The CBO, in January, prepared the report Hawthorne linked to; it specifically says:
In this report, CBO projects that the recession will end in 2009 – they base this on historical data, which they admit is only partly valid. The end of the recession is only the beginning of the recovery, however; it only means that the economy will stop contracting at that point. Recovery will require the economy to expand to its former strength, which won’t be until 2015.
The Washington Times article is quoting this letter to Judd Gregg, which projects that in the short run, the stimulus package will accelerate the recovery by a couple of years, producing 2012-level employment by next year. It also estimates that after 2015, the extra accumulated debt MIGHT knock 0.2% off the projected GDP – it might have no effect in the long run.

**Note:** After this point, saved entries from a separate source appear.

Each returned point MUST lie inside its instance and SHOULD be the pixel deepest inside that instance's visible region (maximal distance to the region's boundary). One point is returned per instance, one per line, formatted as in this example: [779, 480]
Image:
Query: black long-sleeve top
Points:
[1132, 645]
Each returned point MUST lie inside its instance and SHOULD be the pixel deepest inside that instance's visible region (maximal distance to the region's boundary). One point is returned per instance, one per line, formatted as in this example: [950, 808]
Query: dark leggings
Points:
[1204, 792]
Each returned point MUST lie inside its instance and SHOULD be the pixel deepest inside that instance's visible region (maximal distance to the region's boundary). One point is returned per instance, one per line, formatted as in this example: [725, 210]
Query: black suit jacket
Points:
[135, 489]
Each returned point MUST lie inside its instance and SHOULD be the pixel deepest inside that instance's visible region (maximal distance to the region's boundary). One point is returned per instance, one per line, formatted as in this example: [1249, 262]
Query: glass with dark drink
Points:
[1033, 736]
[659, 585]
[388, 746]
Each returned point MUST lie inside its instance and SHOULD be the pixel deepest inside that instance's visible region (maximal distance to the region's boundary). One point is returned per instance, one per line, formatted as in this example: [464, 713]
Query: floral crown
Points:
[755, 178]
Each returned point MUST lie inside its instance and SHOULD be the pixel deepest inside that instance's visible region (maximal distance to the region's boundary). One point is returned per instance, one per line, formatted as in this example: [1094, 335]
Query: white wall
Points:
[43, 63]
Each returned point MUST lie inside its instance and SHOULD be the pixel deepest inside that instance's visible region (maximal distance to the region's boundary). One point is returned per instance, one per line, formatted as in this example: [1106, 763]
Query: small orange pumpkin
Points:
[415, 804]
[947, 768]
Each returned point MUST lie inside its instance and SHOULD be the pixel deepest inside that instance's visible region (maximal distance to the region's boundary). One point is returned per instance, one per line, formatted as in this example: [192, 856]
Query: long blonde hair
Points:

The CBO, in short, expects that doing nothing will result in a long, slow recovery starting in mid-2009. The recovery act is expected to produce a rapid recovery for the next two years, and then plateau, converging with the long slow recovery later on. We will pay for this rapid recovery with a vastly increased national debt, which will hopefully be reduced by future budget surpluses. Such surpluses cannot be predicted by CBO, because they will require additional legislation. Budget surpluses will require spending reductions and tax increases, both of which will be less painful when the economy has improved a bit. Either way, I expect the U.S. economy and the U.S. government will not be healthy and solvent again for a good 20 years (unless we see another bubble – which will produce problems of its own).
We discussed this on the other thread and I think the CBO numbers support the stimulus. Roughly speaking the CBO is saying that the stimulus will boost GDP by around 6% in the next three years followed by a 6.2% reduction over the seven years after that. So yes there is a small net reduction in GDP but note that for all practical purposes 0.2% is zero particularly when you consider the fairly large margins of error for such forecasts.
So basically the CBO is predicting a moderate boost for the economy in the next three years and an equal decline of GDP over the seven years after. Is this worth it? I would say clearly yes. The boost comes when the economy really needs it whereas the reduction will probably come when the economy has recovered and is growing smoothly. The boost will come when the economy is way below full employment which means it will help create millions of jobs and also provide assistance to the poor through various stimulus projects. The decline will come when the economy is close to full employment. It won’t cost jobs but will mean a slightly smaller GDP growth spread across the whole population.
I briefly worked on Capitol Hill twice, and CBO is generally very respected and trustworthy. It strives to be nonpartisan and really tries to “call 'em as it sees 'em.”